I told you BS was BS!

[SunTrader]

We all know Newton's laws are just first order approximations to Einstein's laws of special and general relativity. But, I can still use Newton's laws to fly an airplane, guide a ballistic missile, control a satellite.... Unless I model the Universe, I don't need general relativity.

True, but isn't the point of doing something is ... to do it well?

Well as in get better and better, not just good enough.

 

[ironchef]

True, but isn't the point of doing something is ... to do it well?

Well as in get better and better, not just good enough.

It is a generally accepted practice, even in engineering. You take a very complex system, develop first order approximation, usually a close form solution, then if more accuracy is needed, you add second order terms... BS is exactly the same, a first order close form solution.

 

[smacdtrader]

SMAcd admits that hasnt traded options..
SMAcd boasts that he can outperform BS..

How do you outperform a Model that spits out a value?? Its a theoretical value,not an indicator..

What's next,he going to boast he can outperform Discount Cash Flow analysis??

And admit he doesn't trade stocks..

ok. So while @ironchef definitely summed my point way better than I did. I now totally get what @taowave and @poopy are saying (even if poopy is a grumpy anger ball).

And indeed I was ignorant of the use case because of my inexperience in your position. I still do believe there could be a better method that is pretty low hanging fruit, however, I now understand why good enough and mathematically tractable is preferable to lower bias in the face of data, because for the most part in your use case, you are creating the data or there just isn't data available and everybody in that transaction is all good with that.

And, thanks to mr. Kevin's really interesting post, maybe what's important about the model is not the absolute price and it's weakness due to the IV flaw we've discussed, but what BS does do well is estimate greeks, in other words relative price. At the end of the day, you already have a market to price the asset, and what we really might need a model for is the greeks.

Anyways, thanks for humoring my aggressive half-truth Socratic questioning. I think I really get something I was not expecting to get.

Am I getting closer here? Shall we have a warm Hegelian moment? Or am I still missing stuff on the whole?

 

[smacdtrader]

dude you can make a point a really well, better than me, can i filter my messages through you?

We all know Newton's laws are just first order approximations to Einstein's laws of special and general relativity. But, I can still use Newton's laws to fly an airplane, guide a ballistic missile, control a satellite.... Unless I model the Universe, I don't need general relativity.

 

[schizo]

I now totally get what @taowave and @poopy are saying (even if poopy is a grumpy anger ball).

And I thought you were a fan of @destriero. Or maybe not.

 

[smacdtrader]

And I thought you were a fan of @destriero. Or maybe not.
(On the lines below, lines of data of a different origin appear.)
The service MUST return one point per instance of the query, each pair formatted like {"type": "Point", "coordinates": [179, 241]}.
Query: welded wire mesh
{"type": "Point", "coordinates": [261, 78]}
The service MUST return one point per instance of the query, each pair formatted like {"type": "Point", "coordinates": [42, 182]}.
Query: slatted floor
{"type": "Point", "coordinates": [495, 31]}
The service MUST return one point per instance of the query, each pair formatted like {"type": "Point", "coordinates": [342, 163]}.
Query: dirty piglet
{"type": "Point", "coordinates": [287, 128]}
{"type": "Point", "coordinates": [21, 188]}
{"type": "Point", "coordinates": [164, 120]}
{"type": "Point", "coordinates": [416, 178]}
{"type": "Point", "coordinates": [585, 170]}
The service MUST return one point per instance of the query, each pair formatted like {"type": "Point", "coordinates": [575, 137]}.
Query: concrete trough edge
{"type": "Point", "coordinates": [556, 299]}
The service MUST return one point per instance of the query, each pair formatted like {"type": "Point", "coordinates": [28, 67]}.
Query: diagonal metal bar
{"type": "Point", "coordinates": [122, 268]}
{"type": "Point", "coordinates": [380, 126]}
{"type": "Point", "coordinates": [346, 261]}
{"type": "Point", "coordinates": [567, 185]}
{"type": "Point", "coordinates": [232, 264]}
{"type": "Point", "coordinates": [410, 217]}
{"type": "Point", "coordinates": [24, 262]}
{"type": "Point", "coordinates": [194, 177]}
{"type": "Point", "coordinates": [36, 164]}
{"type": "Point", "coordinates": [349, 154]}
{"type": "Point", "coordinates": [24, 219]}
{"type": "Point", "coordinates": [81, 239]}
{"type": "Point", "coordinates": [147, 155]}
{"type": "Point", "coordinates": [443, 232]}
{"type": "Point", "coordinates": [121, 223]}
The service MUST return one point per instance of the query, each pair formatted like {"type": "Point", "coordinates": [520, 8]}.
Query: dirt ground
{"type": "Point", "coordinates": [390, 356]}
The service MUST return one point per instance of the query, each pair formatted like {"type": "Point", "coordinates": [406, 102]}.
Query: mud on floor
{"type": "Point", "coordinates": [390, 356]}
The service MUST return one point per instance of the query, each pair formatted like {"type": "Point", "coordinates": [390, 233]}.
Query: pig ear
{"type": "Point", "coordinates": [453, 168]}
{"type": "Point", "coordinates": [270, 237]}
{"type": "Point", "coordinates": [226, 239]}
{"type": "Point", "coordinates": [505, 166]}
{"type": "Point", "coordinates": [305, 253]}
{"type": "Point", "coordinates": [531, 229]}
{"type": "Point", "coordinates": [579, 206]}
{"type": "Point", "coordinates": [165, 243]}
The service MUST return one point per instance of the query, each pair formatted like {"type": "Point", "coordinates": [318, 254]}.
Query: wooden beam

undecided, he's clearly is choosing not to be helpful thus far

 

[smacdtrader]

I realize that this question is addressed to taowave, but allow me to address it.

BS, with the appropriate vol param, returns good (not just decent, but objectively good) greeks. You can look at the options exchanges as markets for greeks, rather than individual options. As another poster (mrmuppet?) has pointed out, single name chains are neither deep nor liquid at the individual contract level, but are often pretty deep and liquid viewed as a market for greeeks. And, for any option position, a certain greek exposure is what you're really after.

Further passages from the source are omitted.